CN110551373A - High-performance halogen-free flame-retardant PC conductive material and product thereof - Google Patents

Abstract

The invention relates to the technical field of high polymer materials, in particular to a high-performance halogen-free flame-retardant PC conductive material and a product thereof, wherein the high-performance halogen-free flame-retardant PC conductive material comprises PC resin, carbon black, a hypophosphite flame retardant, a phosphate flame retardant, an organosilicon flame retardant and a toughening agent, the product is a product generated after the high-performance halogen-free flame-retardant PC conductive material is molded, the high-performance halogen-free flame-retardant PC conductive material can be prepared by adding a compounded flame retardant and toughening agent, the flame retardant grade can reach 0.8mmV-0 grade, the impact strength can reach 20KJ/m ², the volume resistance of the conductive material can be reduced to 10^4 Ohm-10 ^6ohm.cm, and the conductive material has high flame retardance and high performance.

Description

High-performance halogen-free flame-retardant PC conductive material and product thereof

[ technical field ] A method for producing a semiconductor device

The invention relates to the technical field of high polymer materials, in particular to a high-performance halogen-free flame-retardant PC conductive material and a product thereof.

[ background of the invention ]

With the multifunction of plastic products and the high integration of electronic circuits, materials with conductive properties are more and more widely applied, and PC materials (Polycarbonate) have high impact strength, flame retardant rating of the PC materials can reach V-2, and good weather resistance, and are widely applied to electronic and electrical products.

The surface resistance of pure PC material is more than 10^14 (14 th power of 10) ohm, and the PC conductive material is obtained by adding carbon black or carbon fiber.

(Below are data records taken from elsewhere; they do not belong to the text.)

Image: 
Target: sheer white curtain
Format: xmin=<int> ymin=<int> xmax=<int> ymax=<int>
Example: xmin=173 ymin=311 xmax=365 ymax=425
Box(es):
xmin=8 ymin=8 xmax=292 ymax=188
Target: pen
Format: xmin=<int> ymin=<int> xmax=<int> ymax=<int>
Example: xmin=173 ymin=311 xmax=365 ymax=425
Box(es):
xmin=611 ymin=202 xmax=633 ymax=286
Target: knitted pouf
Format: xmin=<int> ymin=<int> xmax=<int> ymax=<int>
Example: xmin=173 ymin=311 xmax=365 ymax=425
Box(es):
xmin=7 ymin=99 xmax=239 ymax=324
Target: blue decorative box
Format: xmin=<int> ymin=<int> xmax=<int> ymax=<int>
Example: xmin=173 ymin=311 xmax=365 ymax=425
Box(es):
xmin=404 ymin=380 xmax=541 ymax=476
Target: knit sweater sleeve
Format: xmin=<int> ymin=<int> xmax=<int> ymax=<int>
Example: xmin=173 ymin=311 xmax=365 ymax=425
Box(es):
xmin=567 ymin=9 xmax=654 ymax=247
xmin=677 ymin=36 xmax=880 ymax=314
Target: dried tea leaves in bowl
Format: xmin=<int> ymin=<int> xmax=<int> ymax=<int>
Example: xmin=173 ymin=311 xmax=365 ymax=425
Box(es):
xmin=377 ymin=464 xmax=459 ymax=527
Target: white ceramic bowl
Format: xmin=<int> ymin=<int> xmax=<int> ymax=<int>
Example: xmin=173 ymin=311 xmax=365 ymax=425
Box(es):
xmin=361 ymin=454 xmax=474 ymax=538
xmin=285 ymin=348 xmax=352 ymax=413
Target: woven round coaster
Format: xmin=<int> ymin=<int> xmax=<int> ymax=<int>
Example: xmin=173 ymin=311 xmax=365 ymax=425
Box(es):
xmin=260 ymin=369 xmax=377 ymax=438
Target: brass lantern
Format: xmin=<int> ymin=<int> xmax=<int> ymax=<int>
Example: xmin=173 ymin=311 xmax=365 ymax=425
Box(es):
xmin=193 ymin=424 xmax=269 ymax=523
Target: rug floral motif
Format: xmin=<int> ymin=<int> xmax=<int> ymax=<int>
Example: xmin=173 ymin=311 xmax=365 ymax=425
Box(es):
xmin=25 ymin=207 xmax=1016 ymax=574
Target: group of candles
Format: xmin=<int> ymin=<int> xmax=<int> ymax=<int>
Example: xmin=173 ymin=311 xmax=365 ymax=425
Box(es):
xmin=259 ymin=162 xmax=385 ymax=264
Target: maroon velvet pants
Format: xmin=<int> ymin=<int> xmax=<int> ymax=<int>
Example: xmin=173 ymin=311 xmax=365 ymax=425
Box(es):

However, carbon fiber is expensive and the surface is difficult to meet the requirements of the appearance during molding, so most of the conductive media in the conductive material are carbon black.

When carbon black is used as a conductive medium, the flame retardancy of the conductive material is difficult to achieve due to the burning characteristic of the carbon black and the wick effect generated by the carbon black structure (like the burning of a candle wick when a candle burns). The flame-retardant conductive material needs to be added with a large amount of flame retardant, but the addition of the flame retardant can lower the physical properties of the material, so that the high flame retardance and the excellent physical properties cannot be compatible.

In view of the above, there is a need to develop a high-performance halogen-free flame-retardant PC conductive material to solve the problem that the PC conductive material in the prior art cannot have both high flame retardancy and excellent physical properties.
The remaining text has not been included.